Disagree.
When you swap in Louisville for Maryland, you have 4 of, arguably, the top 10 programs in all of college basketball.
When did the Big East have that?
Don't get me wrong, I don't think the ACC is better going away, but IMO lining up the top 8 programs of each conference gives you this:
ACC: Duke, UNC, Syracuse, Louisville, Pitt, Notre Dame, NC State, Virginia > BIG EAST: Syracuse, Louisville, UConn, Pitt, Georgetown, Notre Dame, Villanova, Marquette
Or, to make it easier, eliminate 'Cuse, Louisville, Pitt, & Notre Dame (as they're simply switching sides) and look at the top 4 remaining programs and compare them historically.
Duke > UConn
UNC > Georgetown
NC State = Nova
Virginia = Marquette
Then if you consider that the next few teams in the ACC would be Miami, Florida State, Georgia Tech, & Wake Forest, the depth of the ACC compares quite well to the Big East whose 9-12 would probably be: WVU, Cincy, St.
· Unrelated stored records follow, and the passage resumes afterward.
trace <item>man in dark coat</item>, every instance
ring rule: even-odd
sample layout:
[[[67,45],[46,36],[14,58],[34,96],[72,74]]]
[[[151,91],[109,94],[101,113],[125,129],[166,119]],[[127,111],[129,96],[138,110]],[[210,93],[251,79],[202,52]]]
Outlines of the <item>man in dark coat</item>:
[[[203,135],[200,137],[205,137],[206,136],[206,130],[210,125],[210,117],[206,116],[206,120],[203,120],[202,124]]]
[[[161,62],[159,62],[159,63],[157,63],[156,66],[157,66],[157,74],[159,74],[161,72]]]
Johns, and Providence.
And the 13-16 programs of the Big East (Seton Hall, Rutgers, DePaul & USF) are decidedly worse than the bottom three programs of the ACC (Boston College, VTech & Clemson)
If you are looking at national titles alone, the pecking order in the new ACC is UNC, Duke, NC State, Louisville, Cuse. Of course, some schools like NC State have largely been irrelevant for the past couple of decades while a school like Syracuse has been very successful over the same time period, so you have to factor that in as well.